My sense is that Gamestop (GME) is only the beginning. There are countless small, thinly-traded stocks with relatively high short interest and high volumes of outstanding call options. Any one or more of these stocks makes a perfect target to engineer a gamma squeeze and having proven the point with (GME) and (AMC), and in some cases profited handsomely in the process, trader swarms will not only press the attack. They will broaden it out to hit as many available targets as possible.

Unlike any other investors in history, the goal of the trader swarms is not simply to generate capital. It is to destroy it. The fundamental assumption upon which the financial system is built - that all players will invariably act to maximize profits - is completely inapplicable in this instance. The trader swarms are, in a nutshell, the financial equivalent of the Trump supporters who stormed the US Capitol and at the moment, there don't appear to be many Capitol police on the beat.  

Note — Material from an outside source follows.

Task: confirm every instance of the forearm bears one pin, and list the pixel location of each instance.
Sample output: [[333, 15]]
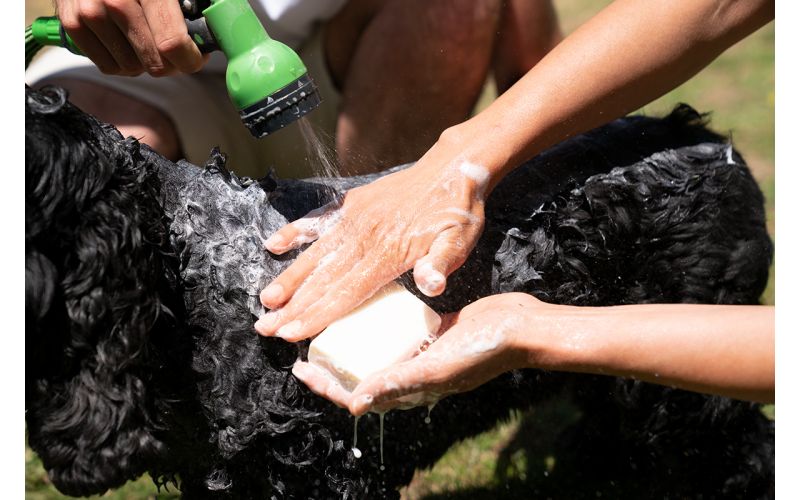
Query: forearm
[[726, 350], [629, 54]]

So for the time being, expect to see shares of companies you've never heard of soaring by 1,000s of percents per day for no obvious reason. At the same time, you can probably expect broader markets to falter as hedge funds unload assets to raise liquidity to cover shocking losses on their short positions. There could be a short liquidity crisis if brokerages become leary of extending credit to one another. At some point, exchanges will impose trading curbs on shares of companies like (GME) and (AMC), and the companies themselves will act quickly to take advantage of their soaring share prices by selling more freshly issued stock at wildly elevated prices - thereby alleviating any temporary shortages of supply. Fundamentally, the problem today is a supply/ demand imbalance. The systems already exist to address that problem, but take time to work. But when prices are swinging 1,000% per day, a shortage of time is just as dangerous as a shortage of stock. 

In the longer term, I expect brokers will dramatically raise the price for securities lending, or restrict that lending altogether for thinly traded stocks. Having suffered losses of 100% on certain investments, institutional investors will lose interest in hedge funds that engage in short selling. If either or both of those outcomes should come to pass, then I think there will be less short selling in the market going forward. Less shorting means lower selling pressure which could actually push overall stock prices much higher. In that sense, at least, I'd view a quick, violent market crash as an opportunity.    

Analyst's Disclosure: I/we have no positions in any stocks mentioned, and no plans to initiate any positions within the next 72 hours.

I am not an investment advisor and this is not investment advice.